Dienstag, den 30. Juli 2013, geschrieben von Joseph Chilton Pearce
    
Joseph, seit vielen Jahren verwende ich die Wendung »Intelligenz des Spielens«. In deiner Arbeit hat das Thema Spiel einen zentralen Stellenwert. Worin besteht eigentlich der Zusammenhang zwischen »Spielen« und Lernen?

Für ein Kind ist echtes Lernen ohne Spielen nicht möglich. Erst im wirklichen Spiel kommt es zu einem tatsächlichen Lernprozess. Natürlich können wir Konditionierungen – wie den bekannten Pawlowschen Reflex bei Hunden – oder Verhaltensänderungen auch durch andere Mittel bewirken, die wir sehr ernsthaft erwägen und allgemein »Lernen« nennen. Das ist aber kein Lernen, sondern Konditionierung. Echtes Lernen passiert in dem Zustand, den Maria Montessori wohl als den »absorbierenden Geist« des Kindes bezeichnen würde. Kinder nehmen ihre Welt in sich auf, werden eins mit ihr, und das geschieht über das Spielen – was die ernsthafteste Tätigkeit im Leben eines Kindes sein kann. Die drei Ebenen des Geists – Gedanken, Gefühle, Handlungen –, der Körper: Jeder Aspekt des kindlichen Selbsts fokussiert sich vollständig darauf, seine Welt, seine Umgebung in sich aufzunehmen. Dadurch bauen Kinder buchstäblich ihr Weltwissen und ihr Wissen über sich selbst und die zwischen beiden bestehenden Zusammenhänge auf. Sie erschaffen so alle Grundlagen für die späteren Formen von Intelligenz. In all dem ist das Spielen die Aktivität an sich.

Wenn wir davon ausgehen, dass der Zustand des Spielens optimal für Lernen und Leistung ist, was geschieht dann in der Schule, die so gar nichts Spielerisches hat?

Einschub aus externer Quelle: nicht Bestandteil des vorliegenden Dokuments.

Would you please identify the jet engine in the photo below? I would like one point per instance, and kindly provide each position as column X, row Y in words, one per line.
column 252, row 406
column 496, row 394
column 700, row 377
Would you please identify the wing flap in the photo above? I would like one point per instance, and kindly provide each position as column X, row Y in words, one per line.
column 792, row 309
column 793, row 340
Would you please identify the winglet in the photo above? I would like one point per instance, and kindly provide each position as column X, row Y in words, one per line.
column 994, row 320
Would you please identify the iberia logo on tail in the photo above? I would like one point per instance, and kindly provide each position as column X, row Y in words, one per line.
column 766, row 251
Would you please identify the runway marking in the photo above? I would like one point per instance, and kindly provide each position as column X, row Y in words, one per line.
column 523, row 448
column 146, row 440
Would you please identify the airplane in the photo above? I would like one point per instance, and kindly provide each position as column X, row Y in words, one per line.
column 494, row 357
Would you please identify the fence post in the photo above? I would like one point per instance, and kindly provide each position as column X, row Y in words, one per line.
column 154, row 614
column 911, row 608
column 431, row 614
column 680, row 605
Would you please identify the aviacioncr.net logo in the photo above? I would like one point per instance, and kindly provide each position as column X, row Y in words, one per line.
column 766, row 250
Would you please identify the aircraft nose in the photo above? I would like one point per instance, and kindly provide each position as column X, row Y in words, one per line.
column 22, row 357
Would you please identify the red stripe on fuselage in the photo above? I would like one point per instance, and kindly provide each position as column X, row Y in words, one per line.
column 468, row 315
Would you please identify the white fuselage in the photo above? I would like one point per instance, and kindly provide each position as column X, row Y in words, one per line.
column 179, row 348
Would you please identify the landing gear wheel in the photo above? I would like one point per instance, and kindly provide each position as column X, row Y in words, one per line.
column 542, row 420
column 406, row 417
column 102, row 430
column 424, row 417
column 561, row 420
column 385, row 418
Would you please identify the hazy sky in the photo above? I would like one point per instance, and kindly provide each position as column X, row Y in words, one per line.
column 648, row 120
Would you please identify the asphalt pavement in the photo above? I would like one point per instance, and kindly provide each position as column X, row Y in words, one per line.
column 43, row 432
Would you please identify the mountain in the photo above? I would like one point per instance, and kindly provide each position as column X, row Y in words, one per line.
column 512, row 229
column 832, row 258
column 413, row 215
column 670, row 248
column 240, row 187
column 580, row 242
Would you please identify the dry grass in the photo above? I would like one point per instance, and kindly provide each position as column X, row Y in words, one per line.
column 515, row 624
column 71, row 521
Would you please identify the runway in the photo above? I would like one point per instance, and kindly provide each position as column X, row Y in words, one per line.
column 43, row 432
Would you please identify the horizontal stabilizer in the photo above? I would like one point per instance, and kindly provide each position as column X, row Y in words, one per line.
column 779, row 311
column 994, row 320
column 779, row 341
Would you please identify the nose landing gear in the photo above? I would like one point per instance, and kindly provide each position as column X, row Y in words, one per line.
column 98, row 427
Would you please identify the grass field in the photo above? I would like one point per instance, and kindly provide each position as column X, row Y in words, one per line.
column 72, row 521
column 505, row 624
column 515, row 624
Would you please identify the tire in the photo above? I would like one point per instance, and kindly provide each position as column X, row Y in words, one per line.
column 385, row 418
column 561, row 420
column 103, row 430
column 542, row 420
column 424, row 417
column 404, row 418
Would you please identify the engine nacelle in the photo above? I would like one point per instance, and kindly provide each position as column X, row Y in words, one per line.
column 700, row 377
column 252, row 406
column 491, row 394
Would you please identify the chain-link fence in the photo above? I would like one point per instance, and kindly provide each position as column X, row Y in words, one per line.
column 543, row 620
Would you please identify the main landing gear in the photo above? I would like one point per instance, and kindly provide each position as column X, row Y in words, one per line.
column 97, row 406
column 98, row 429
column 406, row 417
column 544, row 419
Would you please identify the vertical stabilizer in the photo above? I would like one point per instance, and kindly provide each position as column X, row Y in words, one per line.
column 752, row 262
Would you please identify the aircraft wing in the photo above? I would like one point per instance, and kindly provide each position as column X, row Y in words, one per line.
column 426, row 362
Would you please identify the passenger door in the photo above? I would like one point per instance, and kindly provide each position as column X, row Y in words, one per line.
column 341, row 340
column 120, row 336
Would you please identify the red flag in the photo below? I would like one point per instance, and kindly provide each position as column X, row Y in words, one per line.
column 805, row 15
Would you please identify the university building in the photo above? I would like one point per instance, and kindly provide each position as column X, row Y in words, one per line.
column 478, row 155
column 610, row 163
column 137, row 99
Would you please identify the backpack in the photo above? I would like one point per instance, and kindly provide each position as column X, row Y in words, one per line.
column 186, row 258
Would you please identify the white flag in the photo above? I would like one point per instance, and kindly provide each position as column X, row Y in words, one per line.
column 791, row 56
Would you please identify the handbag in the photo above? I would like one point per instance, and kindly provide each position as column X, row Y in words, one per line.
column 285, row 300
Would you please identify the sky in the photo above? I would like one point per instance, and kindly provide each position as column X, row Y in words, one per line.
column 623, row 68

Schulen dienen der Konditionierung. Einige Verhaltensaspekte sollen so antrainiert werden, dass das Kind auf eine bestimmte Weise reagiert. Dazu müssen wir stets den durch das Spielen des Kindes begründeten, eigentlichen Lernprozess unterbrechen, um die aus unserer Sicht wünschenswerten Konditionierungen zu etablieren. Das heißt, unser Schulsystem ist weitgehend auf Konditionierung ausgerichtet – und nicht auf echtes Lernen, wie es beim Kind nur durch das von uns Erwachsenen so bezeichnete »Spielen« zustandekommt. Dazu gab es schon 1963 eine vielfach publizierte Aussage des Carnegie-Instituts, wonach Kinder nur etwa 3 bis 5 Prozent der gesamten von uns vermittelten Informationen oder Konditionierungen behalten. Nur 3 bis 5 Prozent! Das im Zustand des Spielens Gelernte ist dagegen geradezu im Gehirn »eingebrannt« – dauerhaft und unverlierbar. Wenn wir also endlich den direkten Zusammenhang zwischen Spielen und Lernen und den Riesenunterschied zur Konditionierung erkennen und uns neu darauf ausrichten, könnten wir in unserem gesamten Schulsystem große Erfolge erzielen und vielleicht zu einem Anteil von 95 Prozent kommen. Wir müssen uns dabei aber vom natürlichen Lernprozess des Kindes leiten lassen.

Also gibt es einerseits das, was du als »echtes Lernen« bezeichnest, und andererseits Training, Konditionierung, Verhaltensänderung. Ist eigentlich Platz für beides?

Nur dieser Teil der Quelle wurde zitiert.